Ladislaus Weinek (Hungarian: '''Weinek László''', 13 February 1848, Buda - 12 November 1913, Prague) was an Austro-Hungarian astronomer.[1] [2]
He was educated in Vienna, and worked for a period at the photography laboratories in Schwerin.
In 1874 he joined a German expedition to the Kerguelen Islands to observe a transit of Venus across the face of the Sun. His results from the expedition were published in Nova Acta Leopoldina.
In 1883 he became a professor in Prague and was the ninth director of the Klementinum observatory. There, on 27 November 1885, he took the first known photograph of a meteor.
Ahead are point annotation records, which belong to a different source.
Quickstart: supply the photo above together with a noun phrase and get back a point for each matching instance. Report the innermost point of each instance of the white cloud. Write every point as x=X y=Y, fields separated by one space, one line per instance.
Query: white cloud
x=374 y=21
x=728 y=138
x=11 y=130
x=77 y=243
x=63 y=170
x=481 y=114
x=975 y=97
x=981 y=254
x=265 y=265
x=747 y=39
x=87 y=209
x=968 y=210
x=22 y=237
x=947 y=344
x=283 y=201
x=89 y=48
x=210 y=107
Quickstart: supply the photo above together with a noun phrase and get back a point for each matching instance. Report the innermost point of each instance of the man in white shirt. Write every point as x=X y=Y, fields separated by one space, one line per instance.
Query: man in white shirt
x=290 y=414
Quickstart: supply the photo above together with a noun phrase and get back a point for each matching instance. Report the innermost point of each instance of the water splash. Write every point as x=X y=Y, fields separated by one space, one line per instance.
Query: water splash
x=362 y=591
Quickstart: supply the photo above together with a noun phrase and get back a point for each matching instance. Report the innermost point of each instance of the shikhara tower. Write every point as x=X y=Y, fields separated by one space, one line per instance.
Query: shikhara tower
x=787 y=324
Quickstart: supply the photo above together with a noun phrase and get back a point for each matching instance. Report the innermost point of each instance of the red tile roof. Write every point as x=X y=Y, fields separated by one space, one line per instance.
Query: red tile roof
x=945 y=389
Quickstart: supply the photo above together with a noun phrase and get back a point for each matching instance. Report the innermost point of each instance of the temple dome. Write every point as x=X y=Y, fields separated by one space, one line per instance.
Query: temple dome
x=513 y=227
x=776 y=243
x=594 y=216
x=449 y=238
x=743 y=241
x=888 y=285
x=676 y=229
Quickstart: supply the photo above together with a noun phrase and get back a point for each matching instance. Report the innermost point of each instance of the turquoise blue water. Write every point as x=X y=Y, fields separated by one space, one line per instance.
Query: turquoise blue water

He set up observing stations in Prague and Dresden (to observe the Andromedids shower of that year, which turned out to be very intense), and caught a 7mm-long trail on a plate in Prague.[3]
In collaboration with Karl Friedrich Küstner (in Berlin), he made measurements of the altitude of the celestial pole. During their investigations they also discovered polar motion, the movement of the Earth's polar axis relative to the crust.
Using images taken at the Lick Observatory and the Meudon Observatory, he produced the first atlas of the Moon that was based on photographs.
The crater Weinek on the Moon and the asteroid 7114 Weinek are named after him.